Poem | Ellipsis, Genesis

Arts, Culture, Winter 2025
By | Jan 19, 2025

“In the beginning,” there was beauty and bounty…exile and fury. To reread Genesis in our era of intractable wars and mass displacements is to recognize ourselves in its imagery. Within Joanna Chen’s poem, the instant before Cain kills Abel lingers and fades out—as if the story might have ended some other way.
—Jody Bolz, Poetry Editor

ELLIPSIS, GENESIS

We speak of beginnings
as we trudge uphill to the observatory,
sparks lifting in the sudden gloom—
our laughter ahead of us, our sadness
hovering somewhere in the firmament
within the unrhyming silence
we long to articulate.

Clouds gather above our heads,
and there’s a pause in the script:
three dots as Cain’s eyes scan the ground
for a rock.

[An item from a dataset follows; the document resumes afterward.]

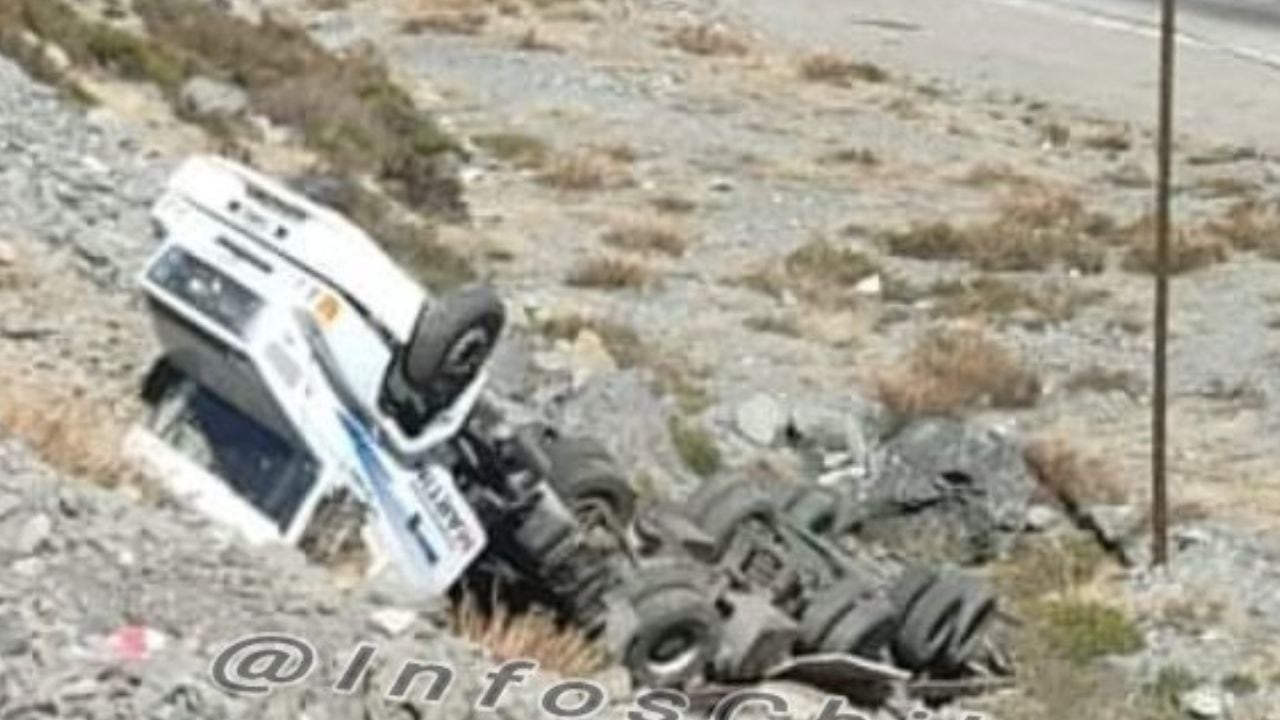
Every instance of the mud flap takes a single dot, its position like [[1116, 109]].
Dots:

Three dots while Abel,
standing a little away from his brother,
turns around to face him,
faint surprise circuiting his face.

Another pause…
Adam and Eve, offstage in the dark,
are still fumbling together—
dirt under their nails, anger in their hearts—
until a sudden breeze whips up,
and clouds make way
for the next calamity.

Joanna Chen is a writer and translator who lives in Israel’s Ella Valley. Her latest translation of Tehila Hakimi’s Hunting in America is forthcoming from Penguin. Her own work has appeared most recently in The Washington Monthly, Consequence and Lilith, among others.